A monsoon fantasy
I live in the outskirts of a semi-desert. It usually doesn’t rain much here. And when it does, it’s seldom anything bigger than a few drizzles. In fact, it didn’t shower at all for a few years in the earlier part of this decade. When it finally rained one day, I couldn’t remember whether I had an umbrella!
This year though it has been different. Pleasantly, it has rained quite regularly. And not just drizzles. Some days, you can actually call it a pour. No, it’s not quite the monsoon. How can it be when the temparature outside is in the single digits? It is, of course, monsoon in Desh. As I look outside my window and see a barren, red earth getting soaked, I imagine clouds gathering over a bustling city.
Dear reader, let’s forget our troubled politics today, and fantasise about a monsoon day in the city.
Let’s focus on some of the citizens of this megalopolis. We see a housewife rushing back from the market. We see schoolkids buying star-fruit and jhalmuri from a street vendor. We see an office worker on his boss’s errand looking apprehensively at the sky. We see some street kids looking expectantly at the sky.
And while we see them, we hear Borisho dhora majhe shantiro bari.
Then we zoom into a particular citizen. A young man. Maybe a university student. No, perhaps a bit older. He probably works in a bank or a multinational. Perhaps he is an aspiring writer or an artist. Whatever he does, on this monsoon day, he is alone. He thinks Ei meghla dine ekla ghore thake na je mon.
We now turn to a girl who lives in one of those high rise buildings. She is at home. She hasn’t seen him for a while. Maybe her parents don’t approve. Maybe they had a fight. But on this rainy day she cannot wait any longer. Maybe she sends an sms. Maybe she sends a message through gchat. While she contacts him, we hear Rimjhim ei srabone.
It is about to rain in the city. We see a mother picking up her kids from the school – getting a rickshaw is going to be very hard today. The office worker is definitely late for his errand – an irate boss awaits him back at the office. Schoolgirls don’t want to be late and face angry mothers, but schoolboys are looking forward to playing in the rain. As the city awaits the imminent rain, we hear Sraboner meghguli.
Our hero has received the message. They are going to meet somewhere. Maybe an icecream parlour? Maybe a coffee shop? Maybe a bookshop?
Wherever it is, she imagines how the date would be. Maybe she could have been on the roof. Or maybe in the garden. Dear reader, just in case you are not familiar with the Bollywood style of storytelling, we are about to enter a dream sequence (or, depending on how raunchy you want to get, an item number): Tip tip barsa pani.
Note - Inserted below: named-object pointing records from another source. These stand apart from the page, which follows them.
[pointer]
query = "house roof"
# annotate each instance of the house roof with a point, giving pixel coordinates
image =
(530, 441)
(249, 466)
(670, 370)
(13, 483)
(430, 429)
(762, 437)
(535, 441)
Our couple meet, and, well, let’s see what they could be doing:
After an afternoon in the rain, it’s evening. It is time to say good bye. Or is it? She doesn’t want to let him go. Or maybe we could have some maan-obhimaan in this love story. Maybe there is some misunderstanding. Maybe an old boyfriend has showed up. Whatever it is, she is begging him, Ei brishti bheja raate chole jeo na.
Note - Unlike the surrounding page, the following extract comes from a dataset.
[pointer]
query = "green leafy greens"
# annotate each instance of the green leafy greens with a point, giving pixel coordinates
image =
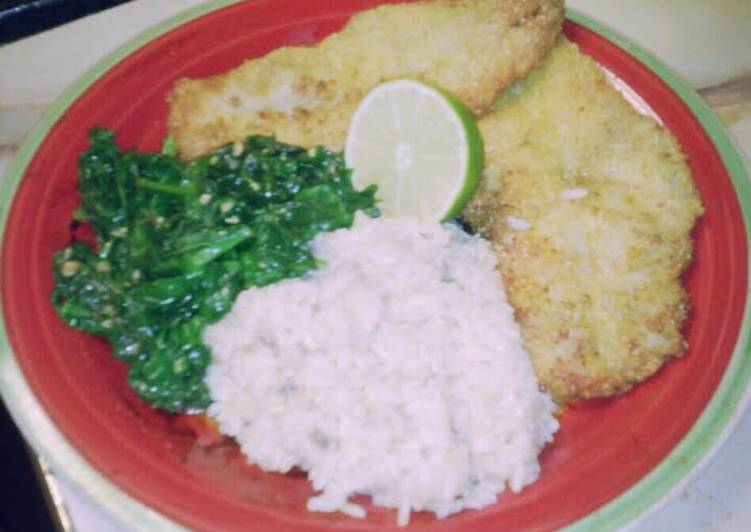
(176, 243)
Yes, yes, I’m aware that this is not very flattering to the girl. But hey, in my defence, firstly, it is a male fantasy, and secondly, it is in firm Desi (Bollywood-Dhallywood) tradition.
Back to the fantasy then. How can one refuse that kind of seduction? So there is happy ending. Well, you have to imagine the happy ending, because, fantasy or not, classic Desi films would have lots of symbolic shots, and absolutely no hanky panky – after all, you could watch it with your parents! So, let’s imagine a happy ending while listening to Eto kachhe dujone.
And finally, a monsoon night falls over the city – Brishti nemecche.
(Thanks to my best friend with whom another rickshaw ride from TSC to New Market during a monsoon afternoon is long over due).